Environmental Sampling

1. GENERAL.
Collecting and analyzing samples provides numerical data that describe a particular situation.  The ASHG shall direct sampling procedures.  The sampling criteria shall be situation and site dependent.  The results then may be used for preparing a course of action.  This page addresses air, soil, vegetation, water, and swipe samples. 


2. AIR SAMPLING.
Air sampling is conducted to determine if airborne contamina­tion is present.  It provides a basis for estimating the radiation dose that people without respiratory protection may have received.  The time required to respond to an accident and initiate an air sampling program usually results in little or no data being obtained during the initial release of contamination when the highest levels of airborne contamination are expected.  Most air sampling data obtained during an accident response shall reflect airborne contamination caused by resuspension.  Even though this discussion is directed mainly at airborne contamination caused by resuspension, the recommended priorities and procedures shall allow as much information as possible to be collected on the initial release if air samplers are positioned soon enough.  Priority should, therefore, be given to initiating an air sampling program as soon as possible after arrival on-scene.  Whether or not data are obtained on the initial release, air sampling data are needed immediately to assess the hazard to people still in the area, to identify areas and operations that require respiratory protection, and to identify actions required to fix the contaminant to reduce the airborne hazard and spread of contamination.  When using filtration to collect particulate samples, the selection of filter medium is extremely important.  The filter used must have a high collection efficiency for particle sizes that deposit readily in the lung (5 microns or less). 

a. Response plans should include provisions for establishing an air sampling program.  This plan should include sufficient air monitors (battery powered or a sufficient number of portable electric generators), air monitor stands, filter paper, personnel to deploy samplers and collect filters, analysis capability, and a method to mark and secure the area monitors against tampering.  Also important is a means to ensure that air samplers are properly calibrated (see Table 1.).  Staplex® air samplers use the High Volume Calibration Kit (CKHV) calibrator for a 4‑inch filter and CKHV-810 calibrator for the 8 x 10-inch filters.  Usually, 1,000 cubic feet of air must be sampled for accurate results. 
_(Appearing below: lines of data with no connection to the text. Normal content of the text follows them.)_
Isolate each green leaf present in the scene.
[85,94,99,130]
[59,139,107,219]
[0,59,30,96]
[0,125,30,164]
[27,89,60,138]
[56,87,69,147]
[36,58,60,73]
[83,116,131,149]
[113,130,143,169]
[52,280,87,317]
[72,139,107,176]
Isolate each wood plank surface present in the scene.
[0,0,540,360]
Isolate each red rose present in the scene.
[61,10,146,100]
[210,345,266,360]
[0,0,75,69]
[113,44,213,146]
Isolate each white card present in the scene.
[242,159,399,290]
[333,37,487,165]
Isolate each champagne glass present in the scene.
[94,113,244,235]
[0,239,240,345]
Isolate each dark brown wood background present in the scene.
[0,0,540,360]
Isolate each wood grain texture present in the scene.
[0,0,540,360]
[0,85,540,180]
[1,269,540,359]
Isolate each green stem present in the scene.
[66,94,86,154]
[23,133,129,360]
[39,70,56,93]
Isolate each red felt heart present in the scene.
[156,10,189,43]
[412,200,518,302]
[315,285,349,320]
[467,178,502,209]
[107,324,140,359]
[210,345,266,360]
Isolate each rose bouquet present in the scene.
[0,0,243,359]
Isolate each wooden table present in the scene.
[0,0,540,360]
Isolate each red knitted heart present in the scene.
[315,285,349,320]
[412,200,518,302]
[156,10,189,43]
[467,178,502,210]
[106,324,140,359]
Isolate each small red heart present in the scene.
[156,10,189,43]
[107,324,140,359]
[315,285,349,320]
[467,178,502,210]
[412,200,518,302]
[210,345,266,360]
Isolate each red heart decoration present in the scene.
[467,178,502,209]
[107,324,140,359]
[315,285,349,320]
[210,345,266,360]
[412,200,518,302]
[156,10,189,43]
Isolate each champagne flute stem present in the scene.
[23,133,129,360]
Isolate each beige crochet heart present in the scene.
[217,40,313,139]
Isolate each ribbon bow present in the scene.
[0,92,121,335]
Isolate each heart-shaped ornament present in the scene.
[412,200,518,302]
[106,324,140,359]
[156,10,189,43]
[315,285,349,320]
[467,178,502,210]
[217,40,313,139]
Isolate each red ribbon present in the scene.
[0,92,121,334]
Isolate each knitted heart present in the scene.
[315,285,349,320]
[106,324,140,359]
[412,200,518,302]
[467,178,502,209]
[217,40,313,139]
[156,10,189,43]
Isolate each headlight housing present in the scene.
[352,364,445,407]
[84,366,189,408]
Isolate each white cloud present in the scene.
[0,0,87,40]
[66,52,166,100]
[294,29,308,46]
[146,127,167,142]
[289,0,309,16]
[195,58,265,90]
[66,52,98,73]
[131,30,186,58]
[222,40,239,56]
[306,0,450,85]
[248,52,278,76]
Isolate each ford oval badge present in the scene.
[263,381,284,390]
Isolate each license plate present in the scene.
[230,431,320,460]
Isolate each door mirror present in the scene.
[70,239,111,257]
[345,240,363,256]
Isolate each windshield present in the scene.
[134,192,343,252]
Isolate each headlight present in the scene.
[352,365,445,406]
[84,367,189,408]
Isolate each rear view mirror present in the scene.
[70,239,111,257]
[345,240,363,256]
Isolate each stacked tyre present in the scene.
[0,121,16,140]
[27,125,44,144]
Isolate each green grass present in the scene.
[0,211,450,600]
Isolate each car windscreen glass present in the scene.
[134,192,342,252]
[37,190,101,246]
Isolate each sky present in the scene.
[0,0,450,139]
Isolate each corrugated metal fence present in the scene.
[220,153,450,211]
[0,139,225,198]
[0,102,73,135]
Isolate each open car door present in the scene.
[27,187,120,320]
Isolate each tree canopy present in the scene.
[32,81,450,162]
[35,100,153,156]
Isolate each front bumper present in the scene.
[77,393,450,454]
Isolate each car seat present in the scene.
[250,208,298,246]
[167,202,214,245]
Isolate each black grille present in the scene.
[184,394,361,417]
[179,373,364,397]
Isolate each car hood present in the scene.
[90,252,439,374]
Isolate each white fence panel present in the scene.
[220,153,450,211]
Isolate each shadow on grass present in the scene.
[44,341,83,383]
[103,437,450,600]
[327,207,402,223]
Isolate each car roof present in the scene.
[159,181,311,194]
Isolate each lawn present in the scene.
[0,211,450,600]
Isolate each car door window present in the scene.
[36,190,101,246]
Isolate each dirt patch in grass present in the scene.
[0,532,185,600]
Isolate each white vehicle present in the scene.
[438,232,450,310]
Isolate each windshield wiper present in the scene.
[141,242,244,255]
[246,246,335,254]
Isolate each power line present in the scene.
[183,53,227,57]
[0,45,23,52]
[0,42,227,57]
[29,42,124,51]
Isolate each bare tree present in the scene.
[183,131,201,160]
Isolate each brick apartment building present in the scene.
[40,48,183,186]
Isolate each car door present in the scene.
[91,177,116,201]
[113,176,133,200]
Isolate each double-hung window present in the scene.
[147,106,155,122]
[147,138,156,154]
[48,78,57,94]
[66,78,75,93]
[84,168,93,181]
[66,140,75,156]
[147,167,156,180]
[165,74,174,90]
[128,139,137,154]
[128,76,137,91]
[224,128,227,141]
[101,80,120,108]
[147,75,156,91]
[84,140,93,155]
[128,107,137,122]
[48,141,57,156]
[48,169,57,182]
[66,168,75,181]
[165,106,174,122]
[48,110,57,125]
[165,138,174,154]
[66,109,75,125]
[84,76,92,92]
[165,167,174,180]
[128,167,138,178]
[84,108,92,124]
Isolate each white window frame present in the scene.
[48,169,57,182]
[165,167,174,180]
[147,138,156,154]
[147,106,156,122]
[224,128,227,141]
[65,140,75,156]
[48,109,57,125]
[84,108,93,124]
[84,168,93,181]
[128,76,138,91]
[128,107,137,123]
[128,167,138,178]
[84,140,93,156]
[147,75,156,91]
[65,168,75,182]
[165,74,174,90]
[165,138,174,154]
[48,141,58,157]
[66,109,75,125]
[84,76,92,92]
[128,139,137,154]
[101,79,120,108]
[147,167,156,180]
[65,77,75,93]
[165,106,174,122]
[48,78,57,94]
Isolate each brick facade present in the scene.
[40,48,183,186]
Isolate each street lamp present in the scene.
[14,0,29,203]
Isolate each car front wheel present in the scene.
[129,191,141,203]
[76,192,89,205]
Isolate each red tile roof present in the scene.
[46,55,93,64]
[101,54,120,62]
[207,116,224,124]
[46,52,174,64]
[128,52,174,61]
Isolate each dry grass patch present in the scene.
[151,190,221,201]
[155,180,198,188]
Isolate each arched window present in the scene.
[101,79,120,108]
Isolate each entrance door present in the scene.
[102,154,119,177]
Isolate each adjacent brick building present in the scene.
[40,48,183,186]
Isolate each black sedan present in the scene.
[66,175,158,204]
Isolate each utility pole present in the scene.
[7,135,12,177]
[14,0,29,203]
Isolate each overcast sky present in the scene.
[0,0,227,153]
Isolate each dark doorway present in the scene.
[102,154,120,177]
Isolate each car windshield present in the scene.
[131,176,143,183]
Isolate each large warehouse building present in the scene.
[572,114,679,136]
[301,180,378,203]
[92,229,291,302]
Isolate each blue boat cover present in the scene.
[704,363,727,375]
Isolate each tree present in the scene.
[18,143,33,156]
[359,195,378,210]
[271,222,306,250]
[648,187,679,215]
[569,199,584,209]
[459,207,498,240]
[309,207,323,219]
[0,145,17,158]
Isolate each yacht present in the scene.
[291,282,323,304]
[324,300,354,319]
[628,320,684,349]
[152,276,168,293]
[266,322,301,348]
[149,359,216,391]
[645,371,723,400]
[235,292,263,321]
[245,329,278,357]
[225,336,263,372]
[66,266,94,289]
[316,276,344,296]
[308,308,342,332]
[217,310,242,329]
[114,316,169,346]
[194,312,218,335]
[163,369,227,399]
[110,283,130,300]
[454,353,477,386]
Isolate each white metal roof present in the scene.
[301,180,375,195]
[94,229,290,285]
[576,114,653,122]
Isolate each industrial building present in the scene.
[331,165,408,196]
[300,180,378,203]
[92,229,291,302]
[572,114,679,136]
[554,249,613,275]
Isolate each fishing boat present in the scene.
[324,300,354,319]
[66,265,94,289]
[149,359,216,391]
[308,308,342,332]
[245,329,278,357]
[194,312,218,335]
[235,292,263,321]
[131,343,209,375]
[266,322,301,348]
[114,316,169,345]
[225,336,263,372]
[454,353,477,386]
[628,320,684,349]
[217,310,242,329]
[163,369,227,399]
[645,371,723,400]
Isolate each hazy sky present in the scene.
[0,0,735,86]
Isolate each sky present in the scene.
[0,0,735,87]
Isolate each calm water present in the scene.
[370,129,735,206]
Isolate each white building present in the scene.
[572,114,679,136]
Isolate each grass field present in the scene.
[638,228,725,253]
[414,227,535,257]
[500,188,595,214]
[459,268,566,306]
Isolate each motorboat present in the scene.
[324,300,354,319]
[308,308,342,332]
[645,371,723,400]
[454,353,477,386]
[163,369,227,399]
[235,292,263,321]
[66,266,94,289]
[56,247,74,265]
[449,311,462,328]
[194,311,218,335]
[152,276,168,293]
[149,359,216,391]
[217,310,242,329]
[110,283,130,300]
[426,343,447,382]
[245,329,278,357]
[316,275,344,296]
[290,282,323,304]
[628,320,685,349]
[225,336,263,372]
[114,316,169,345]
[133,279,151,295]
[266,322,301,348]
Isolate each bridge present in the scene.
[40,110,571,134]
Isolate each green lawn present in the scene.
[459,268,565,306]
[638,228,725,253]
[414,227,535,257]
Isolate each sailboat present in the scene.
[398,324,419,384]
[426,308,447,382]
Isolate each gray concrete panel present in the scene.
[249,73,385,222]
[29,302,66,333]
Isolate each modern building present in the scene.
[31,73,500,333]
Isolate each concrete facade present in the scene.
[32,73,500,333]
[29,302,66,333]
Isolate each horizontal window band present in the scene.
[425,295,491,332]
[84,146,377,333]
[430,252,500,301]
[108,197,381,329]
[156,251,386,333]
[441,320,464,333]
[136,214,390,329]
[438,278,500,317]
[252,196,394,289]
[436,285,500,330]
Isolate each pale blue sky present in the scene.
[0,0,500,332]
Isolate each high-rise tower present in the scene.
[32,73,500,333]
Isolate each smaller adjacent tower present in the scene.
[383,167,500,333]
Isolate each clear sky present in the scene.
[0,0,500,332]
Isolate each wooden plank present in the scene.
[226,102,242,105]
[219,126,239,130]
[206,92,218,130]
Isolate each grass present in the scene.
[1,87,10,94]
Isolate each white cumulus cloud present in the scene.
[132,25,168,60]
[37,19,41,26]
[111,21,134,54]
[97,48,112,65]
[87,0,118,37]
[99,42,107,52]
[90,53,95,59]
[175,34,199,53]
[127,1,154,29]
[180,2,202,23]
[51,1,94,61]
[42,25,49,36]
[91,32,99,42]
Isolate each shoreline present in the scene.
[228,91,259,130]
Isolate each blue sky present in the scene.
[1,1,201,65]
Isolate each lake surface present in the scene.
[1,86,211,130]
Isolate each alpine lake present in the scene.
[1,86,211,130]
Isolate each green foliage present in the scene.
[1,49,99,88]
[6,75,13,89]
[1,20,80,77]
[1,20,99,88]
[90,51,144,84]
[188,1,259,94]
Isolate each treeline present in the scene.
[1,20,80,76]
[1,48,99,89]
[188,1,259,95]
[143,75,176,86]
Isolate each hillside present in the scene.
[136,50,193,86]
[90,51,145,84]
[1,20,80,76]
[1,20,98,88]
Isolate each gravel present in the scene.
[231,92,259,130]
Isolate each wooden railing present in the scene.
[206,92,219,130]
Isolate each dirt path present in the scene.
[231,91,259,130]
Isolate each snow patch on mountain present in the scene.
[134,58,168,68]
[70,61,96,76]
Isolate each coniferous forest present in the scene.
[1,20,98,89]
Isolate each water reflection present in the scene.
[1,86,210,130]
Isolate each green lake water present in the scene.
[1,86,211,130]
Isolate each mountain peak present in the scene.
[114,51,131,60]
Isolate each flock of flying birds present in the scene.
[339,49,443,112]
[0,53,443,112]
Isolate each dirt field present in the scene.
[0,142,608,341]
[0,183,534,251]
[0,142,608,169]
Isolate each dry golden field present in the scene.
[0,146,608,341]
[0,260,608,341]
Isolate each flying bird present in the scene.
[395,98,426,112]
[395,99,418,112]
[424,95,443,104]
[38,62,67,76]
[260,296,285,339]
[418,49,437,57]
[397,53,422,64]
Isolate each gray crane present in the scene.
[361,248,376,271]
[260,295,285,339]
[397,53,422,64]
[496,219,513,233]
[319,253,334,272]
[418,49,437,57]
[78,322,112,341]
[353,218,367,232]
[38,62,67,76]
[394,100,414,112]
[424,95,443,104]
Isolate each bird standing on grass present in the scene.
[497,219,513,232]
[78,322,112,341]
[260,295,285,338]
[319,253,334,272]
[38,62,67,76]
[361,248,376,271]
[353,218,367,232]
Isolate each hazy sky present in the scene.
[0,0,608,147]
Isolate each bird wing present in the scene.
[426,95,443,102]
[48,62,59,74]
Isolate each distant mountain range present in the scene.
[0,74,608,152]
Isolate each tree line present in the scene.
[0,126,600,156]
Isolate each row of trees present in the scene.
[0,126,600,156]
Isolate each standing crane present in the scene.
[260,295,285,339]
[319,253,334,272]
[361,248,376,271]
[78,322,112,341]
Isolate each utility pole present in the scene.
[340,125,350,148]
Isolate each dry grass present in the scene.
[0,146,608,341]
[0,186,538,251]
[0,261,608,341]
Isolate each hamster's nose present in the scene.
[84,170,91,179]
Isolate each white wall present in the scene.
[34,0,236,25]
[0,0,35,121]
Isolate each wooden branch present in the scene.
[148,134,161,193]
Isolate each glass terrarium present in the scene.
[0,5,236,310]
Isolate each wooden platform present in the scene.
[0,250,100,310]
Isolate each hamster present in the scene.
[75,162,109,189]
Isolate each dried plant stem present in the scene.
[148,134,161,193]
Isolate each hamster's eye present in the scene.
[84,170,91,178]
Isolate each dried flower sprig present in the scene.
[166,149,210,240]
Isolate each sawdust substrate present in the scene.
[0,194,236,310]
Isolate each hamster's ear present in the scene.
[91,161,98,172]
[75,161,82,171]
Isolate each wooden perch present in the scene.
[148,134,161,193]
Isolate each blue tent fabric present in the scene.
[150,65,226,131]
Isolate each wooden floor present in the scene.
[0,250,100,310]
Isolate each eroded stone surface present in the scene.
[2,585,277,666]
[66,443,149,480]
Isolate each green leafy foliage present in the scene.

Table 1. Air Sampler Calibration

Table 1. Air Sampler Calibration


3. AIR SAMPLING TIME. 
The period of time over which an air sample is collected and the volumetric sampling rate determine the volume of air sampled.  Variables that affect the accuracy of air sampling results include the type of sampling equipment used, the accuracy with which contaminants on the filter may be measured, and the size of the sample.  The sum of the errors may be offset, in part, by increasing the total volume of the sample collected.  Increasing sample time presents no real difficulty when the interest is in long-term average concentra­tions, precision of results, or in detecting very low levels of contamination, as is the case during decontamination and remediation operations.  During the initial response, when the interest is in rapid evaluation of air contamination to identify areas where high concentrations of airborne contamination might pose a hazard to unprotected persons in relatively short periods of time, short sampling times are appropriate.  When taking samples for rapid evaluation, samplers should be operated long enough to sample at least 1,000 cubic feet of air.  Once the data required for prompt evaluation are obtained, an air sampling program should be established to obtain 24-hour samples (equipment allowing), or high volume samples on a regular basis. 


4. AIR SAMPLER PLACEMENT.
Sampler positioning is directed toward the accident scene for the first 24 to 48 hours after an accident, or until an air sampling program tailored to the specific situation may be implemented.  During this period, the number of air samplers available shall be limited and should be placed to get the maximum amount of information possible. 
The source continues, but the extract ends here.